Westminster governments since then have all followed the same policy. Whether they were Tory or Labour, they continued to believe that government should be cut back – and that tax on income was bad for the country (they meant, bad for votes…)

So by now, 38 years of neoliberal policies later, you’d expect to see some pretty good results. You know, evidence that wealth had in fact trickled down.

The data on wealth and income inequality from the Office of National Statistics goes back to 1978. The key measure is the ‘Gini coefficient’ https://www.ons.gov.uk/peoplepopulationandcommunity/personalandhouseholdfinances/incomeandwealth/datasets/nowcastinghouseholdincomeintheuk

The Gini coefficient is a measure of the way in which different groups of households receive differing shares of total household income. A higher Gini coefficient means greater inequality of household incomes, a lower Gini means more equality.

In 1979, when Mrs Thatcher came into power, the Gini coefficient for non-retired households in the UK was 24.5. Since then it has risen steadily, and in 2014-15, the last full year of data, it was 33.2. That is more than one third (35.5%) more inequality than at the start of the neoliberal experiment.

Failure. The neoliberal experiment failed. Wealth did not trickle down. It floated up. (You don’t need statistics to tell you this. Spend an afternoon at one of Scotland’s busy foodbanks and you’ll see the real human suffering behind the Gini data.)

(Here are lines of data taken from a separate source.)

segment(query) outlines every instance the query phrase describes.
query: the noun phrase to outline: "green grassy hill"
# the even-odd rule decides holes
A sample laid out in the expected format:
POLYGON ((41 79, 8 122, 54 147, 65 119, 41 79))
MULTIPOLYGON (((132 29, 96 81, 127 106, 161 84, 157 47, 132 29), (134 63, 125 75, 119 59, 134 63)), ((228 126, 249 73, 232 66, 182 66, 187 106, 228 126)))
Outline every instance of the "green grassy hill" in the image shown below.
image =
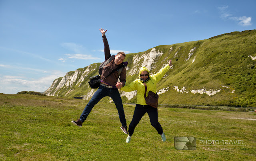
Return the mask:
MULTIPOLYGON (((138 78, 141 66, 156 73, 169 59, 173 67, 158 85, 160 104, 256 106, 256 30, 127 54, 126 83, 138 78)), ((90 88, 88 78, 97 75, 99 64, 68 73, 45 93, 89 99, 95 90, 90 88)), ((121 94, 124 102, 136 102, 136 93, 121 94)))
MULTIPOLYGON (((0 94, 0 160, 255 161, 256 112, 158 108, 166 140, 148 115, 131 141, 113 103, 101 101, 79 128, 88 102, 64 97, 0 94), (196 149, 177 150, 175 137, 193 137, 196 149)), ((124 104, 128 125, 135 106, 124 104)))

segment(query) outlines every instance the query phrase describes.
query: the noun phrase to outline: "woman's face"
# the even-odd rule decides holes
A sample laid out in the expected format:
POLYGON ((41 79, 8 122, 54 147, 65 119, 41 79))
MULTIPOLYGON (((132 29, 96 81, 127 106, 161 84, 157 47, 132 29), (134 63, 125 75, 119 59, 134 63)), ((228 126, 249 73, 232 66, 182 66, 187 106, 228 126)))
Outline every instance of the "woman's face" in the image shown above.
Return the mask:
POLYGON ((140 77, 144 80, 146 80, 148 78, 148 73, 147 71, 143 71, 140 74, 140 77))

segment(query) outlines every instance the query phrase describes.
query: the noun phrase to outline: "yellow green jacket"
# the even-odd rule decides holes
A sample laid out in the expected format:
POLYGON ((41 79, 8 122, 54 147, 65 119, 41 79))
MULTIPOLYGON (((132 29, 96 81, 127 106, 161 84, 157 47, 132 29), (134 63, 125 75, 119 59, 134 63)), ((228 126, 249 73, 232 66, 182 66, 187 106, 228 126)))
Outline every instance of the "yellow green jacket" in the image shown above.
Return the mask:
POLYGON ((167 65, 164 68, 161 69, 157 73, 150 75, 148 70, 146 67, 142 67, 140 69, 139 75, 140 78, 136 79, 128 84, 126 84, 120 90, 125 92, 131 92, 137 90, 137 104, 142 105, 146 105, 147 104, 146 103, 145 98, 144 98, 145 86, 143 84, 143 82, 140 80, 140 74, 143 71, 147 71, 148 72, 148 76, 150 78, 149 80, 145 82, 147 84, 146 96, 147 96, 148 92, 150 90, 153 92, 155 93, 156 93, 156 84, 157 82, 160 81, 170 68, 169 65, 167 65))

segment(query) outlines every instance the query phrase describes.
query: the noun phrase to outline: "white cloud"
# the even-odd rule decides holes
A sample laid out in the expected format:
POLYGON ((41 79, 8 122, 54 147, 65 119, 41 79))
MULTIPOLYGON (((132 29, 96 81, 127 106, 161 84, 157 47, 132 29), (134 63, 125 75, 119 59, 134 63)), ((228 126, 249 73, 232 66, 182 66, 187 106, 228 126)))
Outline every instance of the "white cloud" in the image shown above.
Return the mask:
POLYGON ((16 94, 23 90, 43 92, 46 90, 56 79, 63 77, 65 73, 53 71, 49 75, 37 79, 5 75, 0 77, 0 93, 16 94))
POLYGON ((4 65, 4 64, 0 64, 0 67, 5 67, 5 68, 8 68, 8 67, 10 67, 10 66, 7 65, 4 65))
POLYGON ((238 24, 242 26, 248 26, 252 25, 251 23, 252 22, 252 17, 231 17, 230 19, 235 21, 239 21, 239 22, 238 23, 238 24))
POLYGON ((60 58, 58 59, 58 60, 61 61, 62 61, 63 63, 65 63, 65 62, 66 61, 66 59, 63 59, 63 58, 60 58))
POLYGON ((68 58, 70 59, 100 59, 98 57, 92 57, 92 55, 83 54, 65 54, 68 56, 68 58))
POLYGON ((242 26, 248 26, 252 25, 252 17, 243 16, 234 16, 233 15, 230 13, 230 11, 228 10, 228 6, 224 6, 218 7, 218 9, 220 10, 221 15, 220 17, 222 19, 228 19, 238 22, 238 24, 242 26))
MULTIPOLYGON (((89 53, 87 49, 81 45, 76 44, 73 43, 64 43, 61 44, 64 47, 70 50, 74 53, 72 54, 66 54, 67 58, 75 59, 101 59, 100 58, 93 57, 91 55, 86 54, 89 53)), ((66 60, 66 58, 60 58, 58 60, 65 62, 66 60)))
POLYGON ((7 47, 1 47, 1 46, 0 46, 0 48, 3 49, 4 50, 6 50, 9 51, 13 51, 13 52, 15 52, 15 53, 21 53, 21 54, 22 54, 27 55, 28 55, 31 56, 32 56, 32 57, 34 57, 39 58, 39 59, 40 59, 44 60, 45 60, 45 61, 51 61, 50 60, 49 60, 49 59, 46 59, 46 58, 44 58, 44 57, 42 57, 41 56, 38 55, 37 54, 34 54, 34 53, 28 53, 28 52, 26 52, 26 51, 20 51, 20 50, 16 50, 16 49, 8 48, 7 48, 7 47))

You would think that decent, honest politicians would admit the failure. Confess that Tory and Labour neoliberalism has not worked, and admit that they are looking for an alternative.

Wrong. Brexit Britain is built on neoliberal policies. The ‘Singapore’ model is low tax, little government and little welfare. And a ‘Hard Brexit’ means more austerity because (a) Scotland will lose its currently relatively generous EU grants and (b) the UK will lose businesses, and thus tax income, to the EU.

In heading for Hard Brexit, the Tories are not only condemning people in Scotland to more and deeper poverty. 

They are also fighting the failure of their 38-year experiment.

Brexit and the Bomb

The Tories may or may not be the Nasty Party, but they certainly cost a bomb.

The Financial Times analysis today suggests that the Brexit bill will be €100 billion. This is the beginning of negotiations, so you can expect that figure to drop, a bit. But it is now up there with Trident, the real bomb, whose replacement (another costly Tory promise) is £100bn.

The Trident estimate is at the start of the process, so we can expect it to rise. Overall, on these two items alone the Tories will spend £200 billion.

No wonder the Tories are making no promises about taxes (expect them to go up) or pensions (expect them to fall.)

The Tories are the Costly Party. Only vote for them if you are feeling rich. Very, very rich.